Notes from Glacier National Park

 Notes from Glacier National Park


Camped at Fish Creek campground at the western end of Going-to-the-Sun Road. The road is the only one that transects the park from its western to eastern boundaries. We took the shuttle bus along the road to Avalanche Creek trail. Hiked it to Avalanche Lake, an emerald-green beauty with a mountain cirque towering over it. Five waterfalls plummeted down the cirque walls to the lake. Returned via Trail of the Cedars, following a gorge carved out by the swift-flowing creek. Jumped on the next bus up the narrow, twisting road to Logan Pass, elevation 6646 feet. Here we hiked up the trail for great mountain views above the treeline. 

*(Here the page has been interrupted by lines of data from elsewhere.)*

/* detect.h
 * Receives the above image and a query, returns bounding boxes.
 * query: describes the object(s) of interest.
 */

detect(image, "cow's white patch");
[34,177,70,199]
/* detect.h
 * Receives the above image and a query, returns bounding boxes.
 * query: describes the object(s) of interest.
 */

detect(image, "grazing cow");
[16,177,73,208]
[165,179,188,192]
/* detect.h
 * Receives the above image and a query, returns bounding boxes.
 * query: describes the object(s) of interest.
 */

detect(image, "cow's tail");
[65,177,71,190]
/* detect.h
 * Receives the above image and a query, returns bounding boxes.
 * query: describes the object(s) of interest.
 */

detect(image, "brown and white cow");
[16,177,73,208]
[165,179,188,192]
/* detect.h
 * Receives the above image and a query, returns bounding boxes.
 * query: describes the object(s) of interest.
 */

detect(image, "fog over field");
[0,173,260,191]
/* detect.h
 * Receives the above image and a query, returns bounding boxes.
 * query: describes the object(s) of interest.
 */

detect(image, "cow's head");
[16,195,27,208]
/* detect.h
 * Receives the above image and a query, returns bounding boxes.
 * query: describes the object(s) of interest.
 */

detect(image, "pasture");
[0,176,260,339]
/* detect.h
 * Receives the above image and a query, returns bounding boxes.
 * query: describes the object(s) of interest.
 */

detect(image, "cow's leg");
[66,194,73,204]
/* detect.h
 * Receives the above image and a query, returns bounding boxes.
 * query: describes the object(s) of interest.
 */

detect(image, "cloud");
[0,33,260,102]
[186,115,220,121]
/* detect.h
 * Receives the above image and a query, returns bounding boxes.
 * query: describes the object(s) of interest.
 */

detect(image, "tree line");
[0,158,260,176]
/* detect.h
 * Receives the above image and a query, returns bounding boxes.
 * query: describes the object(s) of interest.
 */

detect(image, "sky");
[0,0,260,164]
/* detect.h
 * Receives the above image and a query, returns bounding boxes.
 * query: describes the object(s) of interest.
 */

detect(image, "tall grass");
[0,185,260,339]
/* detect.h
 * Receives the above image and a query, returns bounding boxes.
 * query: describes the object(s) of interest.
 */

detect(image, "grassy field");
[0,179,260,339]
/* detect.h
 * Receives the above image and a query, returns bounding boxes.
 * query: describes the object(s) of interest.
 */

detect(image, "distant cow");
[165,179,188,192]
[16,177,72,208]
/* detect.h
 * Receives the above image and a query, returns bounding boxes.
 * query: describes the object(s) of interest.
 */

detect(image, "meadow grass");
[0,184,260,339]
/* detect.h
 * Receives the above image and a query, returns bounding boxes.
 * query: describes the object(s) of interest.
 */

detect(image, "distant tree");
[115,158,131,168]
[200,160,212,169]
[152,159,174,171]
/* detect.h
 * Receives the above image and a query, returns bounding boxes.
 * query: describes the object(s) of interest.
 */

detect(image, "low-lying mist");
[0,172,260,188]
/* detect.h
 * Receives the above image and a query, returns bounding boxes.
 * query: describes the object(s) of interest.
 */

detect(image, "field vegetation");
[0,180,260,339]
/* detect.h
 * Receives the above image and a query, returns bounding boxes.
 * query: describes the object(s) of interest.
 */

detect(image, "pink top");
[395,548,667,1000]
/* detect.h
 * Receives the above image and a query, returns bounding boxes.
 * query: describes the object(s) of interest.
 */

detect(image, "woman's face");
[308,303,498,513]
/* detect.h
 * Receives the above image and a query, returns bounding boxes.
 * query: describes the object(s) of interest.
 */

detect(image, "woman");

Since our vehicle length exceeded the limit on the Going-to-the-Sun Road, we took the hundred mile route around the southern border of the park. We cruised the beautiful Flathead River valley to the St. Mary campground and set up camp in an aspen thicket. We again took the shuttle to see the eastern end of the park. We hiked a trail past waterfalls and mountain vistas to St. Mary’s Falls.


Next day, big winds and travel advisories. The aspen were quaking as quaking aspen should. A rainbow appeared in the western mountains. Drove to Many Glacier and hiked the Apikuni Falls Trail, a mile straight up. It poured rain on the way down, the first of our long trip. Rained all day. The winds didn’t abate until after midnight, or maybe the winds kept blowing and we abated. Weather radio said “58 miles per hour.” Took a short hike on the Beaver Pond Trail. Mountain views and wildflowers everywhere. Scheduled to pull out tomorrow for Theodore Roosevelt National Park, South Dakota, 550 miles east. If the wind keeps up, it’ll practically blow us there.